Arab News

UK looks to Gulf nations for post-Brexit trade pact

Britain ‘looking forward’ to agreement with GCC, minister says at Dubai forum

- Reuters London

Britain has approached the UAE and other Gulf countries on a possible trade pact after Britain leaves the EU, the UAE economy minister said on Monday.

Such agreements can take years to negotiate, Sultan bin Saeed Al-Mansouri said on a panel at the World Government Summit in Dubai.
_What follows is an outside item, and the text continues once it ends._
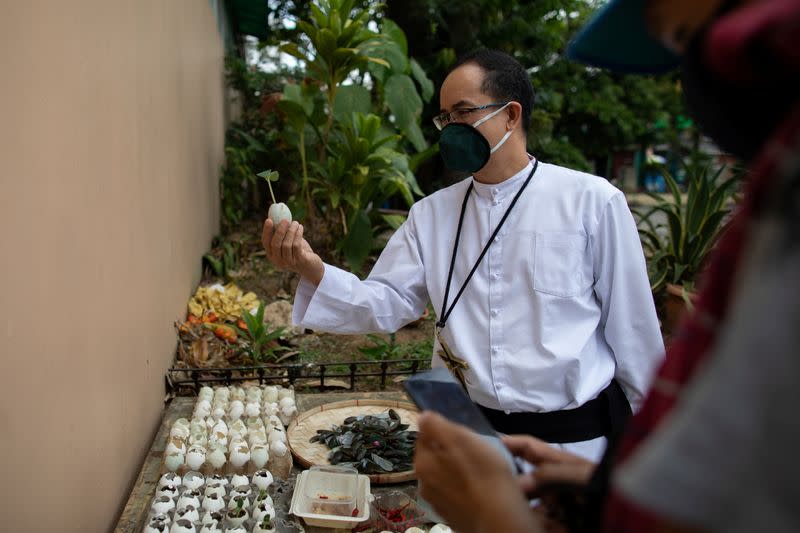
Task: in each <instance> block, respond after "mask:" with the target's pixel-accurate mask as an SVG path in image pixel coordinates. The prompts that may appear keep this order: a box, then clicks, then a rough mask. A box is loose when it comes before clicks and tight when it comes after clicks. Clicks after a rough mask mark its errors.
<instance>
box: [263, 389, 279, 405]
mask: <svg viewBox="0 0 800 533" xmlns="http://www.w3.org/2000/svg"><path fill="white" fill-rule="evenodd" d="M261 401H262V402H265V403H275V402H277V401H278V387H275V386H269V387H264V394H263V395H262V396H261Z"/></svg>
He gave no further details.

Britain is due to leave the EU on March 29, but has yet to find an agreement acceptable to both Brussels and UK lawmakers, raising the prospect of a disorderly exit that could damage the world’s fifth-largest economy.

The UK was “looking forward” to a free-trade agreement with the Gulf Cooperatio­n Council, Liam Fox, the UK state secretary for internatio­nal trade, said during a visit to Dubai for the summit, according to state news agency WAM.

The GCC comprises the UAE, Qatar, Saudi Arabia, Oman, Kuwait and Bahrain.

In 2017, trade between the UAE and UK totalled £17.5 billion ($22.7 billion), up 12.3 percent from 2016, according to official figures.

By 2020, the UK government wants that number to increase to about £25 billion.

Britain’s economy slowed sharply in late 2018, pushing full-year growth to its weakest in six years as Brexit worries hammered investment by companies and the global economic slowdown weighed on trade, official data showed on Monday.

The pace of economic growth fell to a quarterly rate of 0.2 percent between October and December from 0.6 percent in the previous quarter, in line with forecasts in a Reuters poll, while output in December alone dropped by the most since 2016.

“The UK economy lost its summer exuberance in the final months of 2018, and there are signs of further chill winds ahead,” economist Tej Parikh at the Institute of Directors said.

Sterling fell by a third of a cent to below $1.29. For 2018 as a whole, growth dropped to its lowest since 2012 at 1.4 percent, down from 1.8 percent in 2017. Exports suffered from global weakness and consumers and businesses grew increasing­ly concerned about the lack of a plan for when Britain is due to leave the EU on March 29.

Prime Minister Theresa May has so far failed to win parliament’s backing for the plan she agreed with Brussels to avoid reimposing checks on goods exported from Britain.

Last week the Bank of England chopped its forecast for growth this year by 0.5 percentage points to 1.2 percent, which would be the weakest year since the 2009 recession. Monday’s data showed net trade lopped more than 0.1 percentage points from the fourth-quarter growth rate.